Мне предстоит идти еще до двух деревянных помоек, откуда шипят облезлые коты. И мимо пяти деревянных уборных с окошечками наверху в виде туза бубен. И оттуда, из одной из них, выходит старик Берман и держит в руках обрывок веревки.
Я иду дальше, а старик Берман карабкается на старую железную бочку, пахнущую керосином, и стоит там на прогнившей жести и смотрит мне вслед. А идти еще долго.
Мимо палисадника Могилевских, где растут бесцветные садовые ромашки, и, конечно, мимо гамака, на котором качается сам Могилевский.
Но мимо, и дальше, еще дальше к железной колонке с шишечкой наверху. Да сюда, к железной колонке.
Старик Берман пьет, подставив под нее лысый череп. А вода стекает по бетонному желобу прямо на землю, образуя лужицу.
Ну конечно, сюда. Потому что шевельнулась занавеска на окне. Еще никто не выглянул. Просто шевельнулась занавеска. Но я стою тихо, потому что вот сейчас, сейчас… И все становится маленьким. Маленьким, маленьким. И ворота, и сараи, и Могилевский в гамаке, потому что я слышу, как за окном кто-то опускает на пластинку иголку, а потом сразу возникает эта музыка. Вначале труба, и немного пианино, и ударник, а потом опять труба и, наконец, контрабас так нервно и сладко: бум-бум-бум.
А там за окном та, что постарше – Лиза, и та, что помладше – Соня. И контрабас так нервно и сладко: бум-бум-бум.

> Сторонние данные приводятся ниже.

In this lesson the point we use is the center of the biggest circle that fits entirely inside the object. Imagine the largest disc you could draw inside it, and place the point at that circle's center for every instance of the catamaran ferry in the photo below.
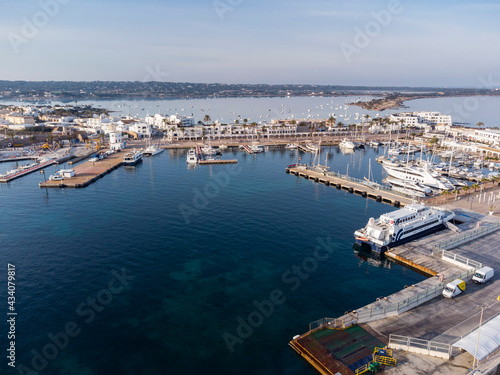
(406, 224)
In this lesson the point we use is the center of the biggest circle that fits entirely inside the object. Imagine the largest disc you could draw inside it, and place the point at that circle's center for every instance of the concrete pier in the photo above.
(366, 190)
(419, 313)
(88, 172)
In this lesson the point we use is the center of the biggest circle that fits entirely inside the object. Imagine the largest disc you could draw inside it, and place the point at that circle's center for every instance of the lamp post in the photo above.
(476, 362)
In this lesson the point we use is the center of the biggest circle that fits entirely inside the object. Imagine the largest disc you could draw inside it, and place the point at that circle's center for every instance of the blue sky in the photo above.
(409, 43)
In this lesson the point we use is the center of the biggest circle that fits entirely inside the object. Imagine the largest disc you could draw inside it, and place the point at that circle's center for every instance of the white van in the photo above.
(482, 275)
(454, 288)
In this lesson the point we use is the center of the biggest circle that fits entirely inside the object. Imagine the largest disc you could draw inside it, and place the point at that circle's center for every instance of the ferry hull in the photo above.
(365, 243)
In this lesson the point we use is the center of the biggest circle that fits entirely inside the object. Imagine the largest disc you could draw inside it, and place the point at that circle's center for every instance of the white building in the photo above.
(489, 136)
(421, 119)
(142, 129)
(116, 141)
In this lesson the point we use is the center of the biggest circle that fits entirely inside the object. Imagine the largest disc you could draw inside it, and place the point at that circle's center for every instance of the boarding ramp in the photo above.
(414, 345)
(453, 227)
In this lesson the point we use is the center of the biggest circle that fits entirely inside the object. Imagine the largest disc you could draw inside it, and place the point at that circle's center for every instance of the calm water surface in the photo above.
(202, 248)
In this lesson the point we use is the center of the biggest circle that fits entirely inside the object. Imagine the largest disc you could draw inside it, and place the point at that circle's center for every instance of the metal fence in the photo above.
(466, 236)
(410, 344)
(365, 314)
(378, 312)
(455, 258)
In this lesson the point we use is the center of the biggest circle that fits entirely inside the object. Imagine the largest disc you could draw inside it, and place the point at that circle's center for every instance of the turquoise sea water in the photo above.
(202, 249)
(468, 110)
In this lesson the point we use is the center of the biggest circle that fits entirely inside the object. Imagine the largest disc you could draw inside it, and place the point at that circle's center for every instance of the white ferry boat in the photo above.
(132, 158)
(422, 175)
(152, 150)
(409, 187)
(191, 157)
(400, 226)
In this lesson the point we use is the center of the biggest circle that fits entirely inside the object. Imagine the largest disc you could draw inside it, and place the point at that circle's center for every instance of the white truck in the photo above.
(482, 275)
(454, 288)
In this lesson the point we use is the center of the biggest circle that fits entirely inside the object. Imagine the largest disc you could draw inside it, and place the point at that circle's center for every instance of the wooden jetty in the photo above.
(25, 172)
(88, 172)
(247, 149)
(218, 161)
(18, 158)
(78, 159)
(353, 187)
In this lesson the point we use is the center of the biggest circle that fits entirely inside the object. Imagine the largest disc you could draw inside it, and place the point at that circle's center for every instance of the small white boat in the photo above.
(312, 147)
(56, 177)
(209, 150)
(256, 148)
(132, 158)
(347, 144)
(191, 157)
(409, 187)
(152, 150)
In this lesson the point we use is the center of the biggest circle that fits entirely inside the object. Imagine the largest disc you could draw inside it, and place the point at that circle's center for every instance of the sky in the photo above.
(360, 42)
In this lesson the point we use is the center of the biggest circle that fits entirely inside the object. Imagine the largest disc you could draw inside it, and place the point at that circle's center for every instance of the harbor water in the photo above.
(166, 269)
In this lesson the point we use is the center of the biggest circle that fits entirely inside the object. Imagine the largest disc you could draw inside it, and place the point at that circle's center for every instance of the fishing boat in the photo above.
(132, 158)
(152, 150)
(191, 157)
(347, 144)
(406, 224)
(256, 148)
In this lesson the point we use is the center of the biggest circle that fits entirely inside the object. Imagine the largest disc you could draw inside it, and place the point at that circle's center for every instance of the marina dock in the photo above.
(365, 189)
(88, 172)
(417, 323)
(18, 158)
(218, 161)
(25, 172)
(247, 149)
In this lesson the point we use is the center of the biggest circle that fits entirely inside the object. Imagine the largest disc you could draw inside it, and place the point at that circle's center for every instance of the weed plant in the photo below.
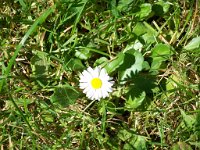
(151, 49)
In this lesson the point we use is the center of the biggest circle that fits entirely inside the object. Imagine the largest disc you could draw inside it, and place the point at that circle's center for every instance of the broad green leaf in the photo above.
(134, 103)
(162, 50)
(133, 62)
(193, 44)
(64, 96)
(139, 29)
(181, 146)
(123, 5)
(115, 63)
(145, 10)
(32, 29)
(161, 7)
(189, 120)
(47, 116)
(160, 53)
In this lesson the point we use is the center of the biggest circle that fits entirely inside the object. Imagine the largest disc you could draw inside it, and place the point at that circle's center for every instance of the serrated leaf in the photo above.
(123, 5)
(133, 62)
(134, 103)
(193, 44)
(64, 95)
(161, 7)
(114, 64)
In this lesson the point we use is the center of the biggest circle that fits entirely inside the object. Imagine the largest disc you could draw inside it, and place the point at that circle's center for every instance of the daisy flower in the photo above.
(96, 83)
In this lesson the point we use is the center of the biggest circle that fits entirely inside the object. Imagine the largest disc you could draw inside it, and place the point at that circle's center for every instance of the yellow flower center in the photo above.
(96, 83)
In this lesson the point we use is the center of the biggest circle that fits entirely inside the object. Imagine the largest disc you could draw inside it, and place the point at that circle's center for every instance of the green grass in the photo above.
(150, 48)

Лужица возле колонки на влажной земле.
Дырявое ведро с отломанной ручкой в лопухах у забора.
Войлок вылез кусками из порвавшейся дверной обшивки.
Ручка, нагретая на солнце.
Еще шаг…
А оттуда из полусумрака комнаты к тебе навстречу она, Лиза или Соня. Платьице обтягивает точеную фигурку так, что видны очертания лифчика. И если еще шаг, то это уже совсем… совсем…
И опять трубы, и опять пианино, и ждешь того момента, когда контрабас…
А вода из колонки льется…
А мяч застрял в небе…
А старик Берман…
Если вы думаете, что инопланетяне наведывались в наш город, чтобы закупить на местном рынке сметану, слава о которой гремела по всей области, то я вам скажу так: может быть, да, но, скорее всего, нет. Инопланетян гораздо больше, чем сметана, наверняка интересовал в нашем городе один человек – Наум Израилевич Гиршик. Вы спросите: почему? Ну, это совсем просто. Только Наум Израилевич Гиршик знал, как, сидя у себя в лаборатории, ученый человек мог таким образом соединить две элементарные частицы, что взрыв, который после этого бы произошел, превратил наш земной шар в мелкую космическую пыль. Теперь вы понимаете, на что я намекаю. Большего я вам, конечно, не скажу, и не потому, что это важная государственная тайна. Просто Наум Израилевич Гиршик сам избегал любых подробностей. Он говорил только намеками, только шепотом и при этом постоянно оглядывался. Все, что можно было понять, это – лаборатория, ученый, взрыв и мелкая космическая пыль.
Вообще-то Наум Израилевич Гиршик работал мастером по починке пишущих машинок. Все эти дореволюционные «Ремингтоны» в роскошных корпусах с перламутровой отделкой, трофейные «Ундервуды» с переделанными на русский язык клавишами и появившиеся позднее «Оптимы» в небольших чемоданчиках составляли предмет его непосредственного интереса. Но секрет, которым он обладал – лаборатория, взрыв, космическая пыль, – с пишущими машинками связан не был. Свое происхождение секрет этот вел с тех давних времен, когда в начале 30-х совсем молодой Наум Израилевич Гиршик уехал из нашего города в далекий Харьков обучаться на физико-математическом факультете местного университета. Вскоре он стал любимым учеником профессора, который прославился тем, что рассылал во все научные издания статьи, уличавшие в наглой лжи самого Альберта Эйнштейна. Этот профессор, имя которого Гиршик тщательно скрывал, утверждал, что основатель теории вероятностей, мягко говоря, вводил ученый мир в заблуждение, объявляя скорость света предельной в нашей галактике. Харьковский профессор давно догадался, что есть скорость гораздо выше скорости света. А если вывести при этом соответствующие формулы, то, не выходя за пределы лаборатории, можно получить такую реакцию элементарных частиц, за которой последует взрыв, превращающий наш земной шар в мелкую космическую пыль.